Irene Casey: Usually, the river was noisy and windy, but not that day. That Christmas, it was silent, froze. The ground was so hard you didn't leave footprints. No wind swept the dead leaves or clattered the bare tree branches. You were like you were walking through a black-and-white photograph of winter, without sound or smells. Like I was the only alive thing moving, walking along the river path. My breath blowing out ghosts. The air so dry everything sparked my fingers with a shock of static.

Near as I recollect, such a black-and-white day, my eyes must've been starved for color, since they saw the littlest flash of gold. Way out on the center of the froze river, the thin ice over deep water, my eyes seen just that littlest bright speck of gold.

Tina Something (Party Crasher): Green Simms would tell you that Rant was insane. He's very much part of the elite, and he doesn't want to see that threatened by any new order.

Irene Casey: With one tennis shoe, I toe-kicked the shiny gold spot, round and bright. A coin. I pulled my long sweater sleeve, I slid the cuff back to keep it from getting dirty, and I stopped to touch the coin. To see if it was maybe chocolate. A chocolate-candy pirate coin wrapped in gold foil from the Trackside Grocery.
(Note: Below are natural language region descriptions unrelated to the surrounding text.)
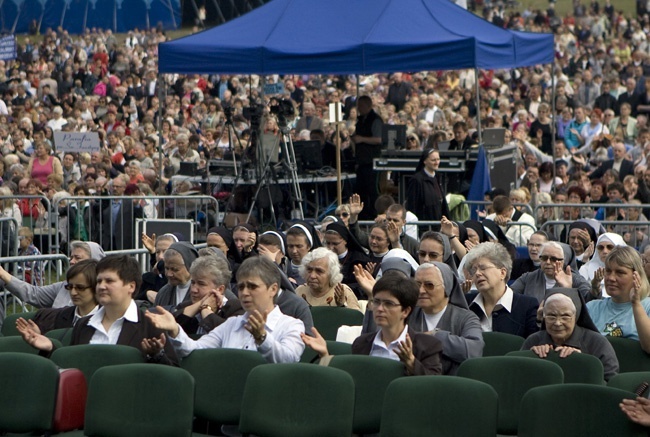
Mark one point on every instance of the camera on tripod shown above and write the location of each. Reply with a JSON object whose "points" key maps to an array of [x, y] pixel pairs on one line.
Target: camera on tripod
{"points": [[282, 109]]}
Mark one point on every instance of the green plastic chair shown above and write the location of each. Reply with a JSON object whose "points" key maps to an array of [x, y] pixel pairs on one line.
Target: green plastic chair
{"points": [[9, 324], [577, 368], [90, 357], [29, 384], [333, 347], [439, 406], [328, 320], [220, 376], [17, 344], [498, 344], [631, 358], [511, 377], [576, 410], [297, 400], [135, 400], [371, 377], [64, 335], [629, 381]]}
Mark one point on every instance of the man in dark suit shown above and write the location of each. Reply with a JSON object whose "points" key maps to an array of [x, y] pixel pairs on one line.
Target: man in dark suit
{"points": [[629, 96], [118, 218], [623, 166], [118, 277]]}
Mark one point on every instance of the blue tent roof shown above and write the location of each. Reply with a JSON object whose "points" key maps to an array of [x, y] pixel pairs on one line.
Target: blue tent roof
{"points": [[354, 37]]}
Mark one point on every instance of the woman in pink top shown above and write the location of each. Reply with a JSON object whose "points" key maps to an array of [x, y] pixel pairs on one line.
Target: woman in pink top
{"points": [[42, 164]]}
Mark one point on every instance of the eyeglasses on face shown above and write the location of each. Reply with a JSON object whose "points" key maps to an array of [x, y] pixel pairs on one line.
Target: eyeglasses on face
{"points": [[551, 258], [387, 304], [77, 287]]}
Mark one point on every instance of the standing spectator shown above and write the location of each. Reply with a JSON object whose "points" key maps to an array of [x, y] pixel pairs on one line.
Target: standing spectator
{"points": [[367, 139]]}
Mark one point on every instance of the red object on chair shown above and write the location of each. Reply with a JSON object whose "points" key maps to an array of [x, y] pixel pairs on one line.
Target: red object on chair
{"points": [[70, 401]]}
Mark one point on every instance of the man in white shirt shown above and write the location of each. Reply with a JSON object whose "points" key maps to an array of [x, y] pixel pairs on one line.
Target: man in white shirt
{"points": [[118, 321], [263, 327]]}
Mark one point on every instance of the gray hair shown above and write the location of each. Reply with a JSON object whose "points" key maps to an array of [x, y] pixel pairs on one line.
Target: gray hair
{"points": [[213, 267], [559, 297], [496, 253], [333, 266]]}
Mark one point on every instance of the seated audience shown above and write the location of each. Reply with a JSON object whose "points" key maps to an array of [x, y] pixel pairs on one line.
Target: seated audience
{"points": [[118, 321], [496, 305], [323, 287], [262, 327], [567, 329], [625, 312], [394, 299]]}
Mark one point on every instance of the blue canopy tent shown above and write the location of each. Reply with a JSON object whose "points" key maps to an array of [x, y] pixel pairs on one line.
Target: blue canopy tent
{"points": [[354, 37]]}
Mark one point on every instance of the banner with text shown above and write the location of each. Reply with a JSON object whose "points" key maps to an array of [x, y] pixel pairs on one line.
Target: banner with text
{"points": [[7, 48], [78, 142]]}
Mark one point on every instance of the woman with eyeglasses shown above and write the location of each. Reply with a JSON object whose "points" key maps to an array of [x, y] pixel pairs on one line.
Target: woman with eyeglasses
{"points": [[557, 269], [594, 270], [568, 329], [496, 305], [394, 299], [81, 280], [424, 196], [625, 312]]}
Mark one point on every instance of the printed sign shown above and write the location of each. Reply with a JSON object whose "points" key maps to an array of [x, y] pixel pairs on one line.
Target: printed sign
{"points": [[76, 141], [7, 48]]}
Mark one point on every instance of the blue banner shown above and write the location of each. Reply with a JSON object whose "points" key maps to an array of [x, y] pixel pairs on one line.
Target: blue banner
{"points": [[7, 48], [23, 16]]}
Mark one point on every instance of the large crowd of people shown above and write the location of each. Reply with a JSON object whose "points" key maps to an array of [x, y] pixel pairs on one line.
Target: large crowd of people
{"points": [[562, 277]]}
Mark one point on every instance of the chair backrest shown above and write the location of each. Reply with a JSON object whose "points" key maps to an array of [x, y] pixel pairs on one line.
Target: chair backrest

With my other hand, I reached behind and held my hair together at the back of my neck. To keep the hair from falling in my face.

The river ice, gritty with dirt, but slippery under my shoes. Under the ice, water so deep it looked black.

With two fingers, I pinched the coin out of the dirty frost.

From somewhere in the woods and cattails along the riverbank came barking, dogs snarling and snapping.

Between my teeth, the coin was hard, not breaking, sticking to my lips with the cold. A real coin. Treasure. My tongue tasting gold, dated—

And: "Hello."

Someone said, "Hello."

Dogs you couldn't see, off a ways, howling.

In back of me, a man came walking upstream on the deepest stretch of water, flat as a glass road. Ice all around us. He said, "Well, don't you look nice…" The Christmas sky floated over him, blue as embroidery floss.